Having surgery? Here’s what patients can ask surgeons to help prevent a particularly harmful error
Hospitals can do manual supply counts, use supplies that emit a radio frequency, barcode surgical items and communicate. Some preventative measures are more costly than others.
When a surgeon accidentally leaves a surgical tool inside a patient’s body after a procedure, the harm can be severe. The patient can suffer from life-threatening infections, organ damage, and an additional surgery to remove the object.
This type of medical error is extremely rare. But it does happen:
An Inquirer investigation identified 203 cases in which patients at 39 Philadelphia-area hospitals received treatment related to a surgical item accidentally left inside their bodies during a procedure, according to an analysis of Pennsylvania hospital billing records from 2017 through 2022.
Patient safety experts say a single case is one too many. Government health regulators call these medical errors “never events” because they should never happen.
Sponges used to sop up blood during surgery are the most common item erroneously left inside patients. Another frequently missed item is a broken catheter fragment, said Marcus Schabacker, president of ECRI, a national nonprofit organization aimed at improving patient safety in Plymouth Meeting, Pa.
Schabacker, an anesthesiologist and intensive care specialist, is not your typical patient. He prefers to stay awake under local anesthesia and watch to make sure surgical teams don’t mistakenly leave catheter parts or other objects behind. “If you are conscious, you can say, `Hey, did you remove the whole thing?” Schabacker said.
Most patients don’t stay awake during surgery, but can still take steps to protect their own safety. For example, Schabacker recommends that patients familiarize themselves with safety measures that hospitals employ to prevent objects being left behind and talk to their surgeon before the procedure about which protocols will be followed.
The Inquirer spoke with Schabacker and Carl Sirio, chief medical officer at Temple Health, about some of those safety measures:
Manual supply counts
A designated operating room staffer, typically a nurse, counts all items. This includes a count of sponges and instruments before, during and after the procedure (but before closing the incision). Protocols include:
Surgical instruments should be arranged carefully on trays, each in a designated spot where it must be returned after a surgeon uses it and hands it back.
Surgical teams should have a “time out” before and after the procedure to confirm that counts are correct and that all items are accounted for.
For all counts, one nurse should count aloud, as two other OR staffers watch. Typically, an operating room has a “circulating nurse” to help provide oversight. All used and counted items should ultimately be placed into a designated container.
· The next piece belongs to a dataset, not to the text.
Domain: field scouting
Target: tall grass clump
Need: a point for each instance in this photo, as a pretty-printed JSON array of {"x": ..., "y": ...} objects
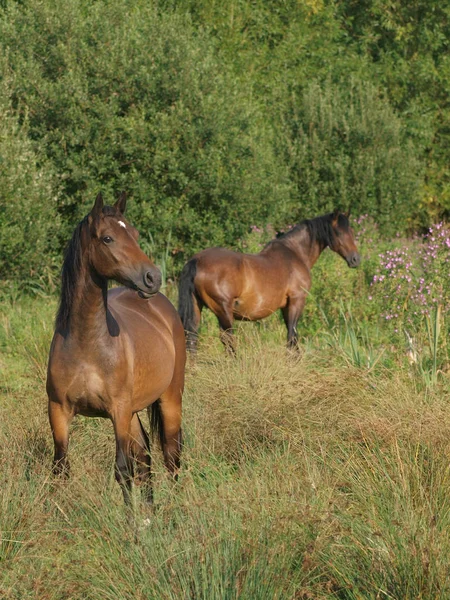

Staff should count supplies in bundles of 10 to reduce the likelihood of a miscount.
Schabacker, however, noted that manual counts are time-consuming and more prone to mistakes, with an accuracy rate of 75 to 80%.
Radio frequency ID tags
Many hospitals use sponges, towels and other supplies with special tags that emit a radio frequency that can be detected with a special device, much like a security tag on clothing that will sound a security alarm if not removed at the register. Staff can use a handheld device to scan a patient’s body to check for these tagged surgical items.
“It’s very, very effective, but it’s not cheap,” Schabacker said. “You need proprietary gauzes and sponges and other materials.”
Barcoding surgical items
A cheaper alternative is a computer-assisted barcoding system. Every sponge, piece of gauze, or other surgical tool gets barcoded and scanned before it’s used. A nurse, using a handheld device, scans the barcoded object again when it is handed back. A computer tracks the count, which is displayed on a screen. The barcode scanner has about a 97% detection rate, according to Schabacker.
X-ray detection
If an item remains missing after other safety checks are completed, an X-ray should be taken while the patient remains on the table. A radiologist should read the X-ray immediately. The approach is more expensive, but has a high detection rate. An X-ray is a good option for high-risk surgeries, such as long procedures with multiple surgical teams, Schabacker said.
Clear communication among OR staff
Each hospital should have a universal protocol carried out “in every room, every day, every case,” said Sirio of Temple Health. Hospital administrators also should foster a culture in which nurses and other OR staff feel comfortable speaking up if a surgeon breaks protocol or tries to take a shortcut. Likewise, patients should be encouraged to advocate for themselves if something doesn’t feel right after the procedure.